Wyoming Highway Patrol K-9 Lou had a nose for narcotics, cash and guns, his handler Trooper Josh Hardee said.
A few years ago, Hardee stopped a couple of young men for speeding on Wyoming Highway 220 west of Casper, he said.
He interviewed the driver and passenger, their stories didn't match, and K-9 Lou alerted to drugs, he said. "I ended up finding ... near a half a pound of methamphetamine that they were transporting to Casper."
During their six-year partnership, K-9 Lou and Hardee engaged in more than 400 deployments and interdicted 25 pounds of marijuana, 75 grams of cocaine, 318 grams of methamphetamine, 350 grams of illegal pills, four illegal guns and more than $433,000 in cash seized.
But on Monday, the black Labrador retriever officially retired after hip and joint problems became too much for the job.
Reminiscing on their professional lives together, Hardee said the two were paired through the Federal High Intensity Drug Trafficking Areas program and stationed in Casper.
K-9 dogs are not the kinds of partners you pick up on the way to work.
They live with their handlers and their families, Hardee said. "He was a match and a fit with me and my personality, which was important."
The handlers themselves undergo extensive, specialized training, too, he said. "I spent at least the first two or three weeks training with him every day, until he became certified through the ... CNCA, the California Narcotic Canine Association."
After that, the two trained 16 hours a month together, Hardee said.

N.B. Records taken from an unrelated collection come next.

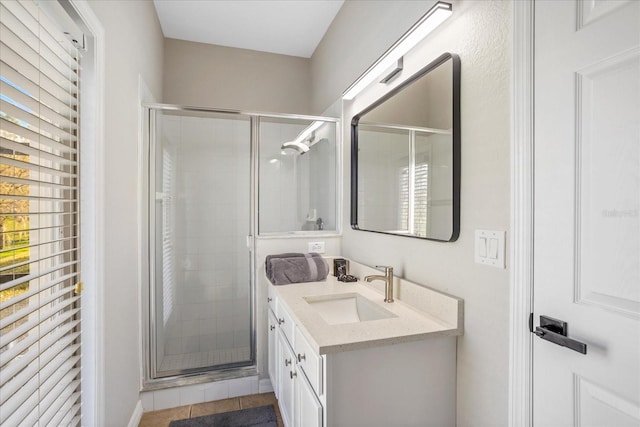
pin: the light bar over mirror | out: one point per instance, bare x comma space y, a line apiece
429, 22
405, 157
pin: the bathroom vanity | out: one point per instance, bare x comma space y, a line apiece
340, 356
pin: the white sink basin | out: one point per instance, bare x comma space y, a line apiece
347, 308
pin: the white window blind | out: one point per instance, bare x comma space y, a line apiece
39, 242
418, 204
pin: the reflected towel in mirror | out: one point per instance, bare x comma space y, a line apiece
289, 268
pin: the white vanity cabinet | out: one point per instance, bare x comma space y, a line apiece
272, 348
286, 377
298, 402
399, 370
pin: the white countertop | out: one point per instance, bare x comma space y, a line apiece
411, 324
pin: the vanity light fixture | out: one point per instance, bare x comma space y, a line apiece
429, 22
304, 136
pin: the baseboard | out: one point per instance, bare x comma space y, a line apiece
136, 416
264, 386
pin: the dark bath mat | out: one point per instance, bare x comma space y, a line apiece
262, 416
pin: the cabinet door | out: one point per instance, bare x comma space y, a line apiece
287, 374
272, 340
308, 408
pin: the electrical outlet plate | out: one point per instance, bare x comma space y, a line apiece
317, 247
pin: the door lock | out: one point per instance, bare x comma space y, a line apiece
555, 331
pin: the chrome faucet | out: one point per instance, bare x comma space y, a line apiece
388, 281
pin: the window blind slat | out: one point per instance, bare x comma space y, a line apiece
32, 308
37, 246
37, 138
55, 400
10, 56
51, 185
68, 412
72, 417
27, 327
36, 290
20, 148
18, 399
25, 42
30, 118
18, 381
35, 198
35, 167
32, 355
49, 33
12, 352
54, 377
39, 164
50, 106
23, 415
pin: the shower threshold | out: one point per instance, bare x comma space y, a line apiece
205, 359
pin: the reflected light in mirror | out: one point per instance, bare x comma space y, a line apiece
429, 22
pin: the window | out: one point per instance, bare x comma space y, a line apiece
39, 220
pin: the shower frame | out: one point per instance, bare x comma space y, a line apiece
150, 381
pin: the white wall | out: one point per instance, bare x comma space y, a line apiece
361, 32
224, 77
134, 47
479, 32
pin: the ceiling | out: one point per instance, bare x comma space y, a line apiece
289, 27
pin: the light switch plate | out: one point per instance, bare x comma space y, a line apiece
317, 247
489, 248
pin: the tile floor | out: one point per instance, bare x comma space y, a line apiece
164, 417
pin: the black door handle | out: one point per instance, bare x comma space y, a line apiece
555, 331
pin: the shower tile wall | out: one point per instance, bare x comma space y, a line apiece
209, 320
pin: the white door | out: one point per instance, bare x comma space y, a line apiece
587, 205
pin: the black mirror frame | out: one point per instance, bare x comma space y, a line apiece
456, 145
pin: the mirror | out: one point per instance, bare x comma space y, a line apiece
405, 157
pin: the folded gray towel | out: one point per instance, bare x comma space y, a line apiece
297, 269
267, 262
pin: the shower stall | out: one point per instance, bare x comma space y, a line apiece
204, 173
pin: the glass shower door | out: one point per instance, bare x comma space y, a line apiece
200, 214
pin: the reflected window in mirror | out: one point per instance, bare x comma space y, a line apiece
406, 157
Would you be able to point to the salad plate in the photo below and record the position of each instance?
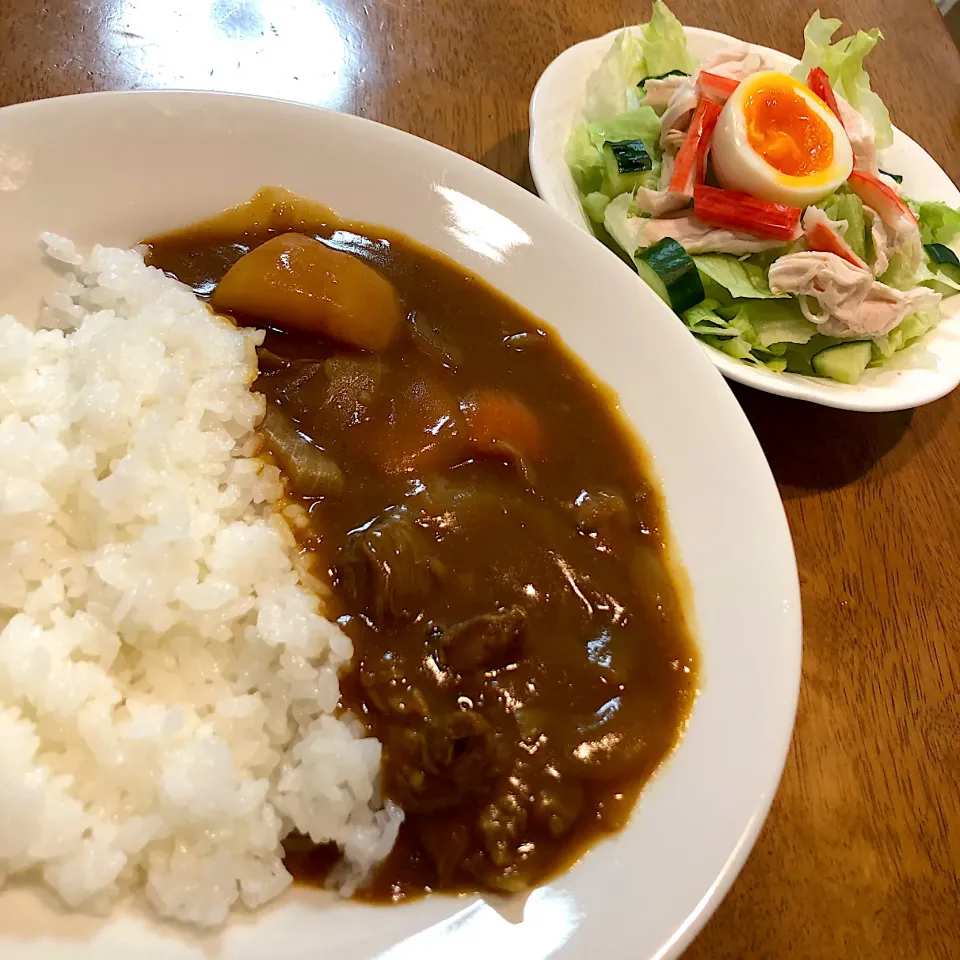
(572, 90)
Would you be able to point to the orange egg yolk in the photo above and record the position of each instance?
(786, 131)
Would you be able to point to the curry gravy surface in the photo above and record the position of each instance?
(496, 551)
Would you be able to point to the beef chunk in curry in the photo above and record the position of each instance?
(494, 544)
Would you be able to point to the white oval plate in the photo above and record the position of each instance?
(113, 168)
(926, 371)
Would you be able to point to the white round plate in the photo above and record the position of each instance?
(112, 168)
(926, 371)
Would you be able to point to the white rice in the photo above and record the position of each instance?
(167, 681)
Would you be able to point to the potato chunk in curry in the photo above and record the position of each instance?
(296, 282)
(489, 533)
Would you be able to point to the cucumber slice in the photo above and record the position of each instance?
(627, 165)
(663, 76)
(631, 155)
(595, 205)
(671, 272)
(844, 362)
(940, 253)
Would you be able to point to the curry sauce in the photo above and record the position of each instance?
(495, 547)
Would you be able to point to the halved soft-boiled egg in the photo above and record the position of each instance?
(777, 140)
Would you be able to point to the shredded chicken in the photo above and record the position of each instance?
(698, 237)
(662, 201)
(883, 241)
(852, 303)
(660, 92)
(862, 138)
(679, 110)
(658, 203)
(736, 62)
(815, 223)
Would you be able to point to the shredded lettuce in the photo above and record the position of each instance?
(740, 278)
(584, 152)
(612, 87)
(741, 316)
(909, 330)
(636, 53)
(843, 63)
(938, 222)
(778, 322)
(622, 224)
(664, 45)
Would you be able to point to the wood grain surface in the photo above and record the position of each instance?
(860, 855)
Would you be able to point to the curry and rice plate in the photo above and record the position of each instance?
(379, 597)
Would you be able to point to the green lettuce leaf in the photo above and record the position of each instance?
(843, 63)
(636, 53)
(740, 278)
(938, 222)
(664, 45)
(777, 322)
(622, 224)
(908, 331)
(612, 87)
(584, 151)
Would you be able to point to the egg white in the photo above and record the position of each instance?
(739, 167)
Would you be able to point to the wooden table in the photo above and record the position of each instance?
(859, 858)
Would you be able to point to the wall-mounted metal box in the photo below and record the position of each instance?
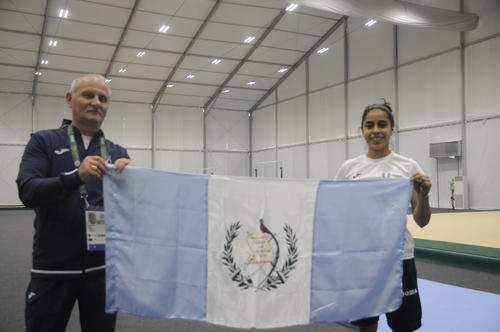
(445, 149)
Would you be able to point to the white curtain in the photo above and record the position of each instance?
(398, 12)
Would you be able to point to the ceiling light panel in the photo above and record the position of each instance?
(245, 15)
(200, 77)
(220, 49)
(159, 41)
(261, 83)
(20, 21)
(83, 65)
(290, 40)
(230, 33)
(276, 56)
(94, 13)
(190, 8)
(305, 24)
(139, 70)
(91, 32)
(145, 21)
(162, 59)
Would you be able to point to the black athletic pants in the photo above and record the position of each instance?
(49, 303)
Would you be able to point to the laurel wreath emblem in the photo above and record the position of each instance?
(277, 278)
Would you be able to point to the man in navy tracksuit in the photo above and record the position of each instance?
(60, 174)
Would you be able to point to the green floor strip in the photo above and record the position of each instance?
(484, 259)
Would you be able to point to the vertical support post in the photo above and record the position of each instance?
(396, 85)
(463, 116)
(308, 155)
(346, 87)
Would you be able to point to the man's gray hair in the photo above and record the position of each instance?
(97, 77)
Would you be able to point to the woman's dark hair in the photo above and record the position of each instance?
(385, 106)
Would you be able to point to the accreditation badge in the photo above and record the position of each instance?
(96, 228)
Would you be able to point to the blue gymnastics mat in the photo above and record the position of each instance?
(449, 308)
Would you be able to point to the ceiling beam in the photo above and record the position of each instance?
(156, 101)
(299, 62)
(244, 60)
(144, 49)
(122, 37)
(39, 57)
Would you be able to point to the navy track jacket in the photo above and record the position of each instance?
(49, 183)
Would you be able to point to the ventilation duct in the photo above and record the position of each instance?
(399, 13)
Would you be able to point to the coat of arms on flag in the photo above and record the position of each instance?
(260, 270)
(246, 252)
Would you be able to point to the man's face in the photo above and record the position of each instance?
(89, 102)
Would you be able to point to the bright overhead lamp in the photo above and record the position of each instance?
(63, 13)
(164, 28)
(291, 7)
(370, 23)
(249, 39)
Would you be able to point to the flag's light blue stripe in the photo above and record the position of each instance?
(156, 250)
(352, 254)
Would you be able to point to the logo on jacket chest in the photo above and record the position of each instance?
(61, 151)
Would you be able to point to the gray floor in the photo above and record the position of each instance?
(16, 232)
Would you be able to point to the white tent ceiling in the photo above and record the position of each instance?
(104, 36)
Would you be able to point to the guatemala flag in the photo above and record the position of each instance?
(253, 253)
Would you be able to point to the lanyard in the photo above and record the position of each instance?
(76, 157)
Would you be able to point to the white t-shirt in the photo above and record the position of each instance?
(390, 166)
(86, 141)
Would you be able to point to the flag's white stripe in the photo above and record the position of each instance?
(278, 203)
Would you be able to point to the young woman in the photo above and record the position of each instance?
(377, 125)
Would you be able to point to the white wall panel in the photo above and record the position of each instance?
(370, 48)
(179, 161)
(294, 162)
(50, 111)
(128, 124)
(430, 91)
(269, 100)
(483, 160)
(489, 12)
(367, 91)
(9, 167)
(223, 163)
(294, 85)
(178, 128)
(141, 158)
(326, 159)
(227, 130)
(415, 145)
(415, 43)
(328, 68)
(265, 163)
(15, 118)
(327, 114)
(264, 128)
(292, 121)
(357, 146)
(482, 77)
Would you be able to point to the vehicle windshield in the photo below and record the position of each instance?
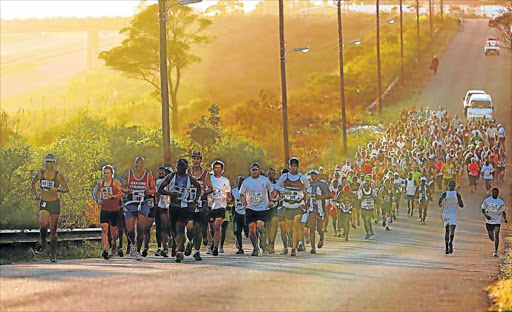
(480, 104)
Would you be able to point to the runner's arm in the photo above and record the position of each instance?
(441, 198)
(36, 178)
(161, 189)
(119, 187)
(63, 188)
(196, 184)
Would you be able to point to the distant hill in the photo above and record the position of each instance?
(64, 24)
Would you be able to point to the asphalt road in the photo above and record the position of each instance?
(405, 269)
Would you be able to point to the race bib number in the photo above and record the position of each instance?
(256, 196)
(138, 196)
(106, 191)
(47, 184)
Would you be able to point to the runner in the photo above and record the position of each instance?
(424, 197)
(51, 183)
(239, 224)
(473, 171)
(138, 183)
(410, 192)
(386, 198)
(254, 193)
(221, 196)
(109, 193)
(367, 196)
(449, 201)
(200, 223)
(182, 203)
(493, 209)
(273, 218)
(399, 186)
(162, 216)
(488, 175)
(292, 186)
(319, 193)
(344, 200)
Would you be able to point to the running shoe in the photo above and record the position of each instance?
(271, 249)
(104, 254)
(179, 256)
(321, 244)
(41, 248)
(132, 250)
(188, 249)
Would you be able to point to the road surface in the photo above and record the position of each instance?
(402, 270)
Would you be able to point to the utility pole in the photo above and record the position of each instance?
(342, 80)
(164, 91)
(379, 82)
(430, 17)
(418, 40)
(284, 97)
(401, 42)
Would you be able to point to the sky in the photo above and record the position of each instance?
(23, 9)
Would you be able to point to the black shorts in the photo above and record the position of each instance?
(182, 215)
(291, 213)
(272, 213)
(53, 207)
(200, 217)
(216, 214)
(491, 227)
(110, 217)
(252, 216)
(152, 213)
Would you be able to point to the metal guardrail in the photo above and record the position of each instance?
(30, 236)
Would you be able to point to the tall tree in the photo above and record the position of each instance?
(138, 55)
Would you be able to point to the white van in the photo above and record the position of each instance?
(480, 106)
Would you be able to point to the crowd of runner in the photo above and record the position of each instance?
(424, 153)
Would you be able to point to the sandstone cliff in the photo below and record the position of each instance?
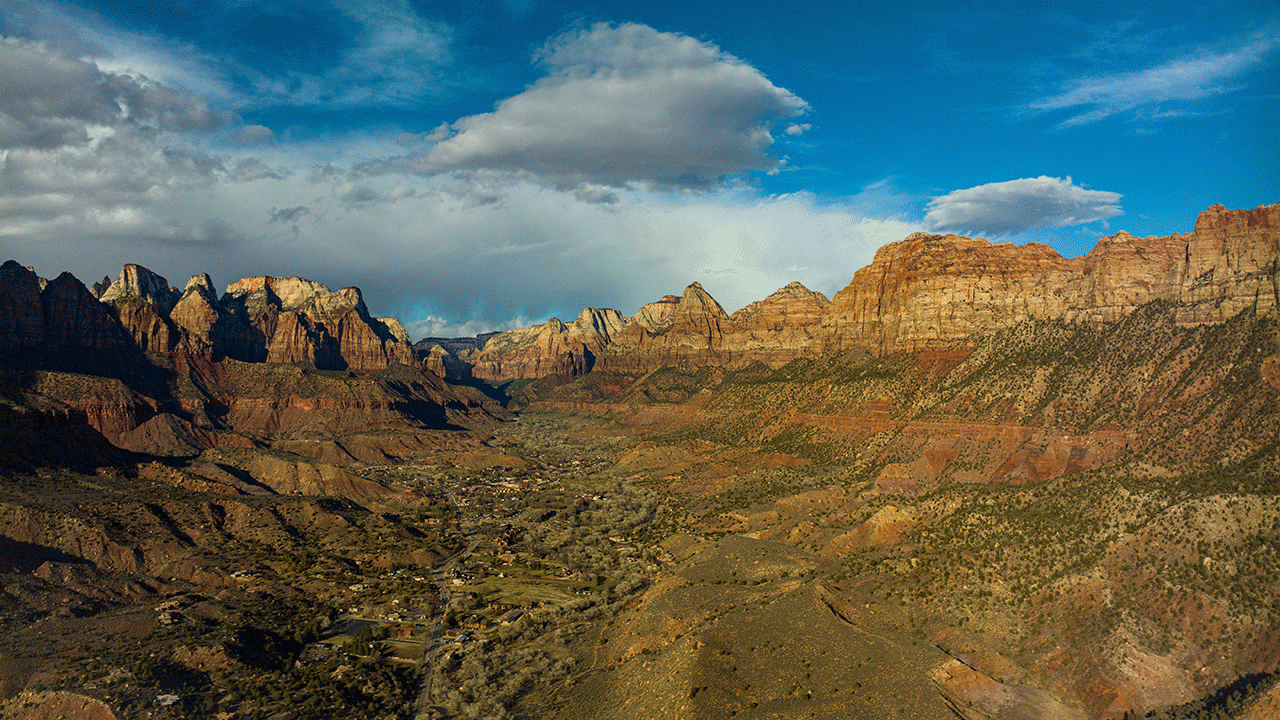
(167, 373)
(927, 291)
(933, 291)
(552, 349)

K-9 Lou's specialty was narcotics, specifically marijuana, cocaine, methamphetamine and heroin. But sometimes he would sniff out other contraband as well, he said.

The black Lab often was used by other agencies in Casper, Natrona and Converse counties, and for statewide operations, too.

Besides getting bad guys, K-9 Lou would be deployed to schools where he let the kids pet him, make them laugh and lick their faces.

Now a new life begins with Hardee and his family in Cheyenne.

"I will adopt Lou from the state, and from now on he will spend the rest of his time with me," Hardee said. "He's already starting to settle into his new routine, and believes he needs to counter-surf and be up on beds and couches and stuff like that."